South Parade is a shopping street or parade in Summertown, north Oxford, England. It runs between Woodstock Road to the west and Banbury Road to the east, where there are also shops stretching south from South Parade.

This area of the Banbury Road and South Parade form the main shopping centre of Summertown and indeed of North Oxford. As well as shops, there are a number of restaurants located here. To the west, South Parade leads into St Edward's School and the North Wall Arts Centre.

== Origin of the name ==
South Parade is north of North Parade in central North Oxford. It is often claimed that during the Civil War when Charles I was besieged by Oliver Cromwell at Oxford, South Parade was the Roundhead southern front, while North Parade was the location of the Royalist northern front during the siege of Oxford. However, "[i]t is unlikely that the two sides would have come so close to each other without engaging in combat and, in any case, parade grounds are known to have existed elsewhere in and around the town".

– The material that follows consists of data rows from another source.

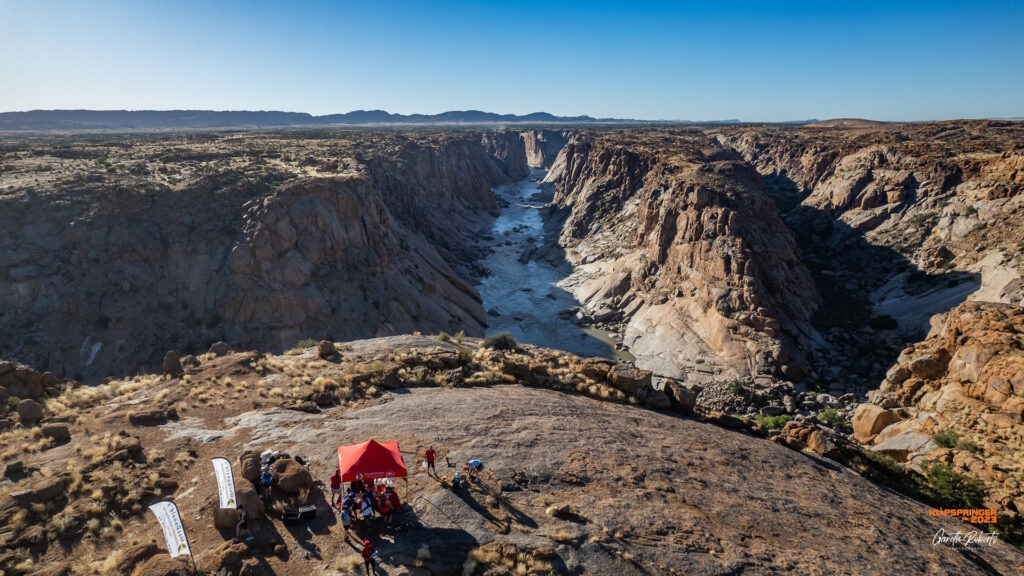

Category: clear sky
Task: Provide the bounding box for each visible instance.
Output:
[0,0,1024,121]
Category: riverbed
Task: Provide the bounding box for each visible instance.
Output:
[476,169,628,359]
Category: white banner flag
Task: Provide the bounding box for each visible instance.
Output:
[210,458,236,508]
[150,500,191,558]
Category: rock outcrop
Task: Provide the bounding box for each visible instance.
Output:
[548,132,819,379]
[0,335,1024,576]
[480,131,529,180]
[853,302,1024,513]
[0,131,527,382]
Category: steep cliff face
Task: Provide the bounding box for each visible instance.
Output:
[709,122,1024,387]
[0,132,521,381]
[522,130,569,168]
[480,130,529,180]
[548,132,818,379]
[716,122,1024,305]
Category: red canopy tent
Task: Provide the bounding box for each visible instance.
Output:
[338,440,407,482]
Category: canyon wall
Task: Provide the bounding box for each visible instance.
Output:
[548,132,819,380]
[522,130,569,168]
[0,132,525,381]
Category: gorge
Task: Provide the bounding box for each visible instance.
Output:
[0,121,1024,574]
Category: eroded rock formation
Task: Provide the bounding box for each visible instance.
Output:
[853,302,1024,513]
[548,132,819,379]
[0,132,526,381]
[522,130,569,168]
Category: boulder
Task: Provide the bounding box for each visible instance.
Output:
[853,404,903,444]
[210,341,229,356]
[128,408,178,426]
[316,340,338,360]
[161,349,184,376]
[3,460,25,478]
[871,430,938,462]
[239,450,260,482]
[118,541,160,574]
[907,348,949,380]
[665,380,703,414]
[137,551,193,576]
[644,390,672,410]
[10,477,67,506]
[17,398,46,424]
[270,458,313,494]
[212,498,239,530]
[608,364,651,398]
[580,358,613,382]
[234,485,266,521]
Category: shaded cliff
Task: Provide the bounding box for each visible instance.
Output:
[548,131,818,379]
[522,130,569,168]
[0,132,525,380]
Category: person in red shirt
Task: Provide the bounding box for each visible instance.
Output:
[423,446,437,477]
[359,540,377,576]
[377,485,391,524]
[331,468,341,506]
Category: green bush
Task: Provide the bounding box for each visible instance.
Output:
[815,408,850,430]
[932,430,959,448]
[483,332,519,349]
[755,414,793,430]
[923,460,986,508]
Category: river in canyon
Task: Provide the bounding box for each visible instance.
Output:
[476,169,631,359]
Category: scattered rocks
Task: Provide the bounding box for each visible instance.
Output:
[209,340,230,357]
[270,458,313,494]
[17,398,46,425]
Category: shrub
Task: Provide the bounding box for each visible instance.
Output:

The Encyclopaedia of Oxford claims that "[i]n 1930, when Summertown became part of the city, Double Ditch was renamed South Parade, supposedly on the suggestion of a German professor said to be an authority on Oxford history" but other sources date the renaming to 1890–91. It is certainly the case that "until the 1870s, it was the most southerly limit of the Whorestone [Farm] Estate." To summarise:

North Parade was one of the earliest developments on St. John's leasehold land, soon after 1855, and was so called from the start ... South Parade was known by that name at least as early as 1859. We do not know which got its name first, but when either was named there would have seemed no need to consider the existence of the other. One was in Oxford, the other in a village out in the County. In terms of Oxford, North Parade was north; in terms of Summertown, South Parade was south. When Summertown was made part of Oxford, the names illogically remained.